Further, since the comparative electrode employs an electrolytic solution method, it is possible to measure a sample liquid such as seawater, color water, turbid water, etc. The electrolytic solution used for the comparative electrode is a gel type. In addition, since the electrode serves to protect the electrode from contamination of the sample solution, it is only necessary to wash it with water and wipe off moisture after the measurement, and there is an effect that handling and operation are very easy. In addition, since the comparative electrode is of a cassette type, replacement is easy.

[Brief description of the drawings]

FIG. 1 is a perspective view of one embodiment of the present invention.

FIG. 2 is a longitudinal sectional view of an electrode portion of a sample collection cup in the embodiment shown in FIG.

FIG. 3 is a longitudinal sectional view of a stirring assembly part of a test solution collection cup in the embodiment shown in FIG. 1;

FIG. 4 is a cross-sectional view of a stirring shaft according to the present invention.
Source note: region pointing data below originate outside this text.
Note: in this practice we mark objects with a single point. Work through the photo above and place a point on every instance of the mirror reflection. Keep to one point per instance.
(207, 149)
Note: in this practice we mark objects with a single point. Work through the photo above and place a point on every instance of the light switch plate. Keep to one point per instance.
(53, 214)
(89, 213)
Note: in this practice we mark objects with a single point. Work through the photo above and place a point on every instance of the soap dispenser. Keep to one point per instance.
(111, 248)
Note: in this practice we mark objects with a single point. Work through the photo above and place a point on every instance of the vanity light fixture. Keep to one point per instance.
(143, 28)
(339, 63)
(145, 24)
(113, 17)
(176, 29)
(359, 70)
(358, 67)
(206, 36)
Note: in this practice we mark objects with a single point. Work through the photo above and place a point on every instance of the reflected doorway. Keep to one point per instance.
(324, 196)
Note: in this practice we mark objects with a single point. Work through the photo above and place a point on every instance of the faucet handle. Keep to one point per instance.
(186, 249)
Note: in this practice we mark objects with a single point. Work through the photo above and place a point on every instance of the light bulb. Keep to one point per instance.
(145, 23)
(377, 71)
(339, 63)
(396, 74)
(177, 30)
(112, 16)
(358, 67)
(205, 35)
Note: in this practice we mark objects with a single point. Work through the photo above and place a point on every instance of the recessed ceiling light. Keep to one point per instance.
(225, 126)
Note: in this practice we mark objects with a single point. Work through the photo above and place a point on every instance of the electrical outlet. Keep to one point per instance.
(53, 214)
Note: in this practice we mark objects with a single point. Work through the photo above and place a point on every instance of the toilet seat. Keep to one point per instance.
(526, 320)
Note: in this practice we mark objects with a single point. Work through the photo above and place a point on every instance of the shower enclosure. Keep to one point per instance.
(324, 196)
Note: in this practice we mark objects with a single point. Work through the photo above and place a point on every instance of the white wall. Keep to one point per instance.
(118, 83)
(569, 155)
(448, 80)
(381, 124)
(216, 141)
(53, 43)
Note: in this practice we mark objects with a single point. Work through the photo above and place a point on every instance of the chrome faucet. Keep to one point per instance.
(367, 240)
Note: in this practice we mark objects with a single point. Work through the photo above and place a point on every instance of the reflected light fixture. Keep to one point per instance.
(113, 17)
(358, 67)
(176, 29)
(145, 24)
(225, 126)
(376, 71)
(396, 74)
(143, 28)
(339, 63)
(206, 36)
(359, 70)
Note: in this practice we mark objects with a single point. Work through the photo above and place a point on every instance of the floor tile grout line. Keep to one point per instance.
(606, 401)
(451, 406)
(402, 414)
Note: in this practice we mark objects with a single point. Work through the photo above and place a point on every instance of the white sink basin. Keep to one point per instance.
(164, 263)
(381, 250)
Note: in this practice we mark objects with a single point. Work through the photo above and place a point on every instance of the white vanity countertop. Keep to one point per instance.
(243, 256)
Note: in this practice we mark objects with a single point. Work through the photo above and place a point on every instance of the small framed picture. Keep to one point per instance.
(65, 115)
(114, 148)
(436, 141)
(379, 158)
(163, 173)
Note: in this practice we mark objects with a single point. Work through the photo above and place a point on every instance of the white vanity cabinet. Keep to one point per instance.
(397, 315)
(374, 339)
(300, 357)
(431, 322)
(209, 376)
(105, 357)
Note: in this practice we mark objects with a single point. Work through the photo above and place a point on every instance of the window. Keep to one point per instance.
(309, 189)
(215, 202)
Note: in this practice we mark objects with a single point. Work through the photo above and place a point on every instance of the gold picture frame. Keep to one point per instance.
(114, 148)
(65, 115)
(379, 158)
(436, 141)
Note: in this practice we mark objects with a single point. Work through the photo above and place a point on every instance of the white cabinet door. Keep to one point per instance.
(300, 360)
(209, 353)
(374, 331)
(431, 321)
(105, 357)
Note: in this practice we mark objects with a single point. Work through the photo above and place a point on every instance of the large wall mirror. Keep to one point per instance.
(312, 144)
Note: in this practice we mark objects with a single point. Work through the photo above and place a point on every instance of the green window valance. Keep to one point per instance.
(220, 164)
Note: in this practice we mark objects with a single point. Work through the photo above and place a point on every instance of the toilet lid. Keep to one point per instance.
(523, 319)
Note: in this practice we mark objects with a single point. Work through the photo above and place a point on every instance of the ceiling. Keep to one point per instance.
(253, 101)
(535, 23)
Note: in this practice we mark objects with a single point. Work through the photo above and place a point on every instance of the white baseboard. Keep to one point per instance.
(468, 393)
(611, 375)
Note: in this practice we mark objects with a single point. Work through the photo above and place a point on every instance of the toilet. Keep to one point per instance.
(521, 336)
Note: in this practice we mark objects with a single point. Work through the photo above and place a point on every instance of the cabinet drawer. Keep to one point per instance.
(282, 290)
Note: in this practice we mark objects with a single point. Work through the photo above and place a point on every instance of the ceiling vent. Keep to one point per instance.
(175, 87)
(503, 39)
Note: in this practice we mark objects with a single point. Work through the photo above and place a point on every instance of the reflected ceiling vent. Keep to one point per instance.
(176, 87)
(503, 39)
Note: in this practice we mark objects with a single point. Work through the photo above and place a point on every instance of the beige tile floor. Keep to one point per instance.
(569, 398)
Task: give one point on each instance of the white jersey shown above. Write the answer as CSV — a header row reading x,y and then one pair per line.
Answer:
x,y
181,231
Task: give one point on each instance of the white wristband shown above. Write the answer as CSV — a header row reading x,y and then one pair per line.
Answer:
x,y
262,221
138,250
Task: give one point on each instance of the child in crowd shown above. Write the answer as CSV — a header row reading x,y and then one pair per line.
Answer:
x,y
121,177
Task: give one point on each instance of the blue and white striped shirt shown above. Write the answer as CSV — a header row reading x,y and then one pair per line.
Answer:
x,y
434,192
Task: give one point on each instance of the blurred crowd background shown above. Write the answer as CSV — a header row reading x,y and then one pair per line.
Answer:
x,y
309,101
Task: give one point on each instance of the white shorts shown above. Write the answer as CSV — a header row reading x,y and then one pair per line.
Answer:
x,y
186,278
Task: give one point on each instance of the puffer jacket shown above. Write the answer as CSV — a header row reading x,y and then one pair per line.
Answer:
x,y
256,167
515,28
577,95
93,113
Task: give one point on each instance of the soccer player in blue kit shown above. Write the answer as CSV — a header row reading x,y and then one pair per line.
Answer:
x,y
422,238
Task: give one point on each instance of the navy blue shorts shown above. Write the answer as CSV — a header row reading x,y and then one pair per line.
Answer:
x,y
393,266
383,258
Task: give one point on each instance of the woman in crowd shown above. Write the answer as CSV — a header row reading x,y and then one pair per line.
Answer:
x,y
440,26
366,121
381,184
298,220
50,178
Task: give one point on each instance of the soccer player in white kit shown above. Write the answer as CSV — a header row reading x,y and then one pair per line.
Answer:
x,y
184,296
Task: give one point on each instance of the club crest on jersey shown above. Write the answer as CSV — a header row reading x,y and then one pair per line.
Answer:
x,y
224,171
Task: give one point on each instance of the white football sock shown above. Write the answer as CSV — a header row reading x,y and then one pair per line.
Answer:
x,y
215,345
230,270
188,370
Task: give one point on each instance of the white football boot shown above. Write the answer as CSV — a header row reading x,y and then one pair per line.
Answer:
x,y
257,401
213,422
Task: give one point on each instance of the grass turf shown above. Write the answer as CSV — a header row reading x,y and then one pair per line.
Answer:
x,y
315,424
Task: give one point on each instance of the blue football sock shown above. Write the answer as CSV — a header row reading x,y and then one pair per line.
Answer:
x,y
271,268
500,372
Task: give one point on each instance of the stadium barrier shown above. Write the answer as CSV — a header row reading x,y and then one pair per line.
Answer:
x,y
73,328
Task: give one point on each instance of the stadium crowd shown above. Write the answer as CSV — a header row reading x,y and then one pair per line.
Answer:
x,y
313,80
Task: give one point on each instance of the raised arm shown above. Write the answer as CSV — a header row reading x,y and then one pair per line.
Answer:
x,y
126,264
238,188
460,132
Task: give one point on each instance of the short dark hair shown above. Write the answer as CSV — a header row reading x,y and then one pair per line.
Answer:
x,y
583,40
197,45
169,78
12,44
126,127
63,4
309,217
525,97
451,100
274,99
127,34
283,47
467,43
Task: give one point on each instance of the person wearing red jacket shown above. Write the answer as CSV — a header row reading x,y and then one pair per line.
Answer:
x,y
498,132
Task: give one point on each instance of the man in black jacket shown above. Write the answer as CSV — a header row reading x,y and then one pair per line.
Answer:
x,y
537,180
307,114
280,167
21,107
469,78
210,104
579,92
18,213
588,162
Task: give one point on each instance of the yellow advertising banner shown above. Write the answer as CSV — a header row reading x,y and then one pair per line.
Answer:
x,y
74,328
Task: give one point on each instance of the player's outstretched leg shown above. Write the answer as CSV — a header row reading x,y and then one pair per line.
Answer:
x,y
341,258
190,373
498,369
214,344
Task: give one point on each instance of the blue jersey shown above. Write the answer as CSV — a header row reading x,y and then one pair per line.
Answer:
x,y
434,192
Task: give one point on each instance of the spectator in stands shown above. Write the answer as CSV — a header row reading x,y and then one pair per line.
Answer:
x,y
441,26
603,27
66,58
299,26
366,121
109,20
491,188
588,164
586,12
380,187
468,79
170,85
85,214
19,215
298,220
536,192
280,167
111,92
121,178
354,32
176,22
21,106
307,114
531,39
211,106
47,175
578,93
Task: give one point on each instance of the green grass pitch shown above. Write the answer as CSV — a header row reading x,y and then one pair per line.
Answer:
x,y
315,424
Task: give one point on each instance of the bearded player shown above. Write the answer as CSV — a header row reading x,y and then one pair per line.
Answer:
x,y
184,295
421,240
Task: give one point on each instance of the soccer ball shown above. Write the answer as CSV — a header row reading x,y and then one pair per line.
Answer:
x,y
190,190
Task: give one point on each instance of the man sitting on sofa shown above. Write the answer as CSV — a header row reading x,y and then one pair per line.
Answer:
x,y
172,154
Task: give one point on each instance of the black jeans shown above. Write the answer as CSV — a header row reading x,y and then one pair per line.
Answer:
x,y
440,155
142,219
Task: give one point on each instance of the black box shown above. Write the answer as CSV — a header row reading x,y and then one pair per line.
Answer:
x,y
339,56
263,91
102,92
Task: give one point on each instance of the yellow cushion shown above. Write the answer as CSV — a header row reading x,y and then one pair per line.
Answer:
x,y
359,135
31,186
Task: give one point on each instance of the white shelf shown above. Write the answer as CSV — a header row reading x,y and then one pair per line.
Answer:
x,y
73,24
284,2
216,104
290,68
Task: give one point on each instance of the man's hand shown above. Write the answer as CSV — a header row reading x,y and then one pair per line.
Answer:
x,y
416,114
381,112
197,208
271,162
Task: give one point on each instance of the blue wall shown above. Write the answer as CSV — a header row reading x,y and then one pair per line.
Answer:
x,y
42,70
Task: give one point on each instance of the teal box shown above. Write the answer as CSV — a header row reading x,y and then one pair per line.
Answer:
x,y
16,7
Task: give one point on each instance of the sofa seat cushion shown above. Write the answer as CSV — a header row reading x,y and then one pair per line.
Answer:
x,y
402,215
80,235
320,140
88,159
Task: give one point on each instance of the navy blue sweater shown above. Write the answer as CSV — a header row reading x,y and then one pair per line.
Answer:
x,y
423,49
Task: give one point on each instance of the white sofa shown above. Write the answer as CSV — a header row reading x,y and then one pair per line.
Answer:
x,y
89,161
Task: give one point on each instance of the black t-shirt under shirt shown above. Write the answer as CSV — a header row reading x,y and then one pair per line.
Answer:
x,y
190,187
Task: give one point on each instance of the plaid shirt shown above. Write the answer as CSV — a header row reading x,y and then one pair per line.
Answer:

FIG. 5 is a block diagram of an embodiment of the present invention.

[Explanation of symbols]

 DESCRIPTION OF SYMBOLS 1 Instrument main body 2 Detection part 4 Display part 6 Sample collection cup 7 Electrode support cap 8 Reference electrode 9 Detection electrode 10 Electrode support plug 12 Electrode tube 13 Electrolyte 14 Film 15 Silver wire 17 Microporous ceramic 23 Stirring assembly

Claims (6)

[Claims] 1. An instrument main body having a signal processing and control circuit section, a power supply circuit section, and a display section, and a detecting section connected to the instrument main body via a connection cable, wherein the detecting section is a test solution. It is composed of a collection cup and an electrode support cap that is removably fitted to the collection cup, wherein the electrode support cap includes a comparison electrode and a detection electrode that are immersed in a sample solution in the test solution collection cup, and the comparison electrode is A portable residual chlorine meter characterized in that a metal wire having a metal coating applied only to a portion in contact with the electrolytic solution is hung in an electrode tube filled with the electrolytic solution. 2. The portable residual chlorine meter according to claim 1, wherein the metal film of the comparative electrode is silver-silver chloride, and the metal wire is a silver wire. 3. The portable residual chlorine meter according to claim 1, wherein a microporous ceramic is loaded at the bottom of the electrode tube of the comparative electrode. 4. The portable residual chlorine meter according to claim 1, wherein a gel electrolyte is used as the electrolyte in the electrode tube. 5. The portable residual chlorine meter according to claim 1, wherein the electrode support cap further includes a stirring assembly that is immersed in the sample solution in the test solution collection cup. 6. The portable residual chlorine meter according to claim 1, wherein said stirring assembly includes means for supplying a small amount of a buffer solution into a sample solution.